On Nov. 14, 1902, a Mr. Preston asked the citizens of Statesboro to subscribe to his plan to build a seed mill in Statesboro, estimating it would take $30,000 to build the plant.
Local investors included John W. Olliff, J.L. and Lester Olliff, B.E. Turner, the Foys, Hollands, Cones, Brannens, Donaldsons, Grimes, Groovers, Elliss, Parkers, Smiths, Colemans, Rogers, Johnsons and Caruthers.
On May 3, 1903, it was announced that N. Olliff would be company president; J.W. Wilson would be general manager, with J.L. Donaldson, S.C. Groove and B.E. Turner serving on the Board of Directors.
In the plant, at first, the lint was stripped from the seed to be made into rolls which were sold for padding. Next, the cotton seeds were ground into cakes. After the oil was extracted from the seed cakes, the cakes were then ground up into seed meal for animals.
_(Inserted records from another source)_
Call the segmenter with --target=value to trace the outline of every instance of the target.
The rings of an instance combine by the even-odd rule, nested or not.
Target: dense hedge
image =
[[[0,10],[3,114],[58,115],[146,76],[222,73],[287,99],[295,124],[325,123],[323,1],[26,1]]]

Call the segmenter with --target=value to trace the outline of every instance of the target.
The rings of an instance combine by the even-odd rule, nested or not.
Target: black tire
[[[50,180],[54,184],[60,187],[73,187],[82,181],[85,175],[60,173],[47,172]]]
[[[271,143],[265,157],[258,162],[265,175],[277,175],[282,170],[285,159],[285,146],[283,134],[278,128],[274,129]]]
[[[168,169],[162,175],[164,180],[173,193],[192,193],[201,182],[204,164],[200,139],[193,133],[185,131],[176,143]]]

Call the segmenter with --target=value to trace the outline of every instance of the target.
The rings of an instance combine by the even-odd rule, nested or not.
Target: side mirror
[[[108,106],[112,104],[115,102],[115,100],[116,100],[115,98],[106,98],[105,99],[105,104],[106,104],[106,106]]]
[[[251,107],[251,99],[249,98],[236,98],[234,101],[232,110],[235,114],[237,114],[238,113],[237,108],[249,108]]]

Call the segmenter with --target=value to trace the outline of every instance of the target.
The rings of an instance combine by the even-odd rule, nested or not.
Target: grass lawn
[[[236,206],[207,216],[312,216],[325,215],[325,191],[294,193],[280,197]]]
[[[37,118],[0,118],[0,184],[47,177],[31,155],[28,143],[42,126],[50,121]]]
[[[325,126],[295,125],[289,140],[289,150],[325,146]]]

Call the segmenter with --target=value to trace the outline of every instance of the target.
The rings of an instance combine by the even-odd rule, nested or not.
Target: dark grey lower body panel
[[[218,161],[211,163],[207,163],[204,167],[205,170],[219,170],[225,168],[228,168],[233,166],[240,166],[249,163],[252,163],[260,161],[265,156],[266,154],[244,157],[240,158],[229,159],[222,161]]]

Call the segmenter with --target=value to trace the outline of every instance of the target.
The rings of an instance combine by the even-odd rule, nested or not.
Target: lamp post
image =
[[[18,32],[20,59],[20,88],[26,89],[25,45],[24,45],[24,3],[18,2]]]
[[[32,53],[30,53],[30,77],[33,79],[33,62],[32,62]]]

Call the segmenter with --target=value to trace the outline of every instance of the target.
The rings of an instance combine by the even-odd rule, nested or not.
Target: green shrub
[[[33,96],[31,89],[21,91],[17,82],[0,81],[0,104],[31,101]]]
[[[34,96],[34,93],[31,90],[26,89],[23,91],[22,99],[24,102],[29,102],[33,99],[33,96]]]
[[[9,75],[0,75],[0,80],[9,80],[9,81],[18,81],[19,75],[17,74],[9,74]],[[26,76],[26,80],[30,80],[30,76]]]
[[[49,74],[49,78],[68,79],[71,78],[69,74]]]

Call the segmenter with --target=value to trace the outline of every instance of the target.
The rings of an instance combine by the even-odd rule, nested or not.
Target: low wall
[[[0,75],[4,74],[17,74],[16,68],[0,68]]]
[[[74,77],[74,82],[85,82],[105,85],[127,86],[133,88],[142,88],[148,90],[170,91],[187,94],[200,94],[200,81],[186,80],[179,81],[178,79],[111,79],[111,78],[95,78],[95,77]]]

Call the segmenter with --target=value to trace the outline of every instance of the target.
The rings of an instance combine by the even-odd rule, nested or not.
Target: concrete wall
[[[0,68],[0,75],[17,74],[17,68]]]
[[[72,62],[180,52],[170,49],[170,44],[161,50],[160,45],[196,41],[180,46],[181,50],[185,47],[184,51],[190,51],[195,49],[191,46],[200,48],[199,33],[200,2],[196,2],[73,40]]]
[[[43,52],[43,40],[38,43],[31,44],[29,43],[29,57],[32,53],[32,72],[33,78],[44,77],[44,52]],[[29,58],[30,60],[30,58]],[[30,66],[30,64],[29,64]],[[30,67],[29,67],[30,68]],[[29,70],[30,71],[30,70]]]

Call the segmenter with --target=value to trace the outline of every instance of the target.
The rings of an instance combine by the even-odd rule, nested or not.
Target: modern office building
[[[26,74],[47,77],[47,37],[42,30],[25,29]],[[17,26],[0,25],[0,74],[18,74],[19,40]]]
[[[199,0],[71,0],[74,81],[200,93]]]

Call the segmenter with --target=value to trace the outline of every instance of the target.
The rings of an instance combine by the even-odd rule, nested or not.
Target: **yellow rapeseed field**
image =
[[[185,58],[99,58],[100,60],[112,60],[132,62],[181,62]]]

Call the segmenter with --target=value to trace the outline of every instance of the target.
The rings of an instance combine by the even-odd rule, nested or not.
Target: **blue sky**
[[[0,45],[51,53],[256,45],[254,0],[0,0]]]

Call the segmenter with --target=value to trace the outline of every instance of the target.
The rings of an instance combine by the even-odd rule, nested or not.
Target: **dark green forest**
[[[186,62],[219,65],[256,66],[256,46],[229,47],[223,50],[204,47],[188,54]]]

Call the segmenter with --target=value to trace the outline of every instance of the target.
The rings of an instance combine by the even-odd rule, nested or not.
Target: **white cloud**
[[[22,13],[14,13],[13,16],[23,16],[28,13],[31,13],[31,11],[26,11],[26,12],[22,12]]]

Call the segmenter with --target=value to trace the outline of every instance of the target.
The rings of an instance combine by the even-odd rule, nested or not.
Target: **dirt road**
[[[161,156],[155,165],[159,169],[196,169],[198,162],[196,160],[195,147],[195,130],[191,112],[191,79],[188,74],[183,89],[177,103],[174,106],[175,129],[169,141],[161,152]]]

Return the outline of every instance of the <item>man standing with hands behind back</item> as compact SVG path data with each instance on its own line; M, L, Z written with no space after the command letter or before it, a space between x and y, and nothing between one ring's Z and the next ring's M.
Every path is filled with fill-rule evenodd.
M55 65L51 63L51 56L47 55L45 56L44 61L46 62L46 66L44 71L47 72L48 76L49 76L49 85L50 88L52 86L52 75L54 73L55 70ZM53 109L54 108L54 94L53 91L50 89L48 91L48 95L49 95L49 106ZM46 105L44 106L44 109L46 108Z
On Oct. 11, 1904, after water supply problems, a large fire at the mill destroyed the ginnery and the cotton house. Lost in the inferno were six sea island and two upland cotton gins, two cotton presses, 21 bales of seed cotton and one mule.
After a nearly a decade of inactivity, W.H. Elliss, F.E. Fields, J.G. Blitch and M.E. Grimes bought the Oil Mill on July 31, 1913 .Blitch and Elliss then bought out their partners and opened the plant as the Blitch-Ellis Manufacturing Co.
The plant changed hands several more times: in July of 1915, R.L. and H.E. McMath, L.W. Brown and L.L. McLesky bought and renamed the plant the Statesboro Oil Company; and two years later F.S. Perry and Alfred Montsalvage bought the plant.
After another disastrous fire, Montsalvage rebuild the ginnery. At this time, virtually nothing of the Bulloch County cotton crop was wasted: the stalks were ground up to be added to livestock feed, “linters” were processed to create cellulose, while from the cotton seed “kernels” the plant extracted cottonseed oil and cottonseed meal.
Bulloch County’s Oil Mill played a vital part in expanding the value and usefulness of Bulloch County’s cotton crop. Without it, the lives of many Bulloch Countians farmers might have been much different indeed, and the future of cotton as a mainstay of Bulloch's economic prosperity would have been in serious doubt.